The way to prevent flaky tests caused by network dependence is to use test doubles in your tests rather than hitting live services.
Randomness is, by definition, non-deterministic. If you, for example, have a test that generates a random integer between 1 and 2 and then asserts that that number is 1, that test is obviously going to fail about half the time. Random inputs lead to random failures.
One way to get bitten by randomness is to grab the first item in a list of things that’s usually in the same order but not always. That’s why it’s usually better to specify a definite item rather than grab the nth item in a list.
Fixed time dependency
Once I was working late and I noticed that certain tests started to fail for no apparent reason, even though I hadn’t changed any code.
After some investigation I realized that, due to the way they were written, these tests would always fail when run at a certain time of day. I had just never worked that late before.

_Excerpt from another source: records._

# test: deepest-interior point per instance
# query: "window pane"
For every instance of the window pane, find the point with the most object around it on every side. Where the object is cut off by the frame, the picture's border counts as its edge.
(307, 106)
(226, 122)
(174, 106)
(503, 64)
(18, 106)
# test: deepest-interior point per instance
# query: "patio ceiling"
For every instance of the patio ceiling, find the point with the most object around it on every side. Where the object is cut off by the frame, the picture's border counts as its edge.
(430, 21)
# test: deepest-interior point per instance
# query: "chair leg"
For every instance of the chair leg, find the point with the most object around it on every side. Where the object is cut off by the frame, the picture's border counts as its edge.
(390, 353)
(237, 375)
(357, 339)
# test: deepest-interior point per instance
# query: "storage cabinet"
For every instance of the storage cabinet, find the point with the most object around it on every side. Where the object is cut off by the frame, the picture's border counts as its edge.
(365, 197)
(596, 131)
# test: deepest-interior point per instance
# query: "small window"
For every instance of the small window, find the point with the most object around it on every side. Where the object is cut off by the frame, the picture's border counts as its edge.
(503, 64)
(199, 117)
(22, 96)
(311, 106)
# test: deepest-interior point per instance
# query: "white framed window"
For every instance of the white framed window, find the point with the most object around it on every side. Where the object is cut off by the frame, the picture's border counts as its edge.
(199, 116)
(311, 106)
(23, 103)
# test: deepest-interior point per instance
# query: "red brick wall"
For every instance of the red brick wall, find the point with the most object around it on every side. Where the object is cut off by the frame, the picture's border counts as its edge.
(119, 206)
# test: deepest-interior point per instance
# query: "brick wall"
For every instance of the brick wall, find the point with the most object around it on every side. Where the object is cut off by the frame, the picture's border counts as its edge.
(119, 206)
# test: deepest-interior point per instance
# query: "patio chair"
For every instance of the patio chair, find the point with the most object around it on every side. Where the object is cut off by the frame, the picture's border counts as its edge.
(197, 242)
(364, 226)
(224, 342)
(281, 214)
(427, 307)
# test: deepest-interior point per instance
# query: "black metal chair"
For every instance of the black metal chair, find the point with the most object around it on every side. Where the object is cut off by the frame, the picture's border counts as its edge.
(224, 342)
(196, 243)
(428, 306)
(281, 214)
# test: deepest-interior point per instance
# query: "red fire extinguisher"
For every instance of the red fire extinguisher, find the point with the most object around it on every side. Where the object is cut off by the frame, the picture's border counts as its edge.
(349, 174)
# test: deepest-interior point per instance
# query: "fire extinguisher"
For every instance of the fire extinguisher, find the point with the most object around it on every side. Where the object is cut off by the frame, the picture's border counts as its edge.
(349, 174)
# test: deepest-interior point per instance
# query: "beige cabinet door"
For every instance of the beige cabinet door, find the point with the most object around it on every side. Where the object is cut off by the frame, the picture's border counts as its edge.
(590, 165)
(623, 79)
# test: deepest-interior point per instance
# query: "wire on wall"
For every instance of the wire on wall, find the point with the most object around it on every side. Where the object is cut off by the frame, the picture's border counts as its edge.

This is common with tests that cross the boundary of a day (or month or year). Let’s say you have a test that creates an appointment that occurs four hours from the current time, and then asserts that that appointment is included on today’s list of appointments. That test will pass when it’s run at 8am because the appointment will appear at 12pm which is the same day. But the test will fail when it’s run at 10pm because four hours after 10pm is 2am which is the next day.
- A flaky test is a test that passes sometimes and fails sometimes, even though no code has changed.
- Flaky tests are caused by non-determinism either in the test code or in the application code.
- Some of the most common causes of flaky tests are race conditions, leaked state, network/third-party dependency, randomness and fixed time dependency.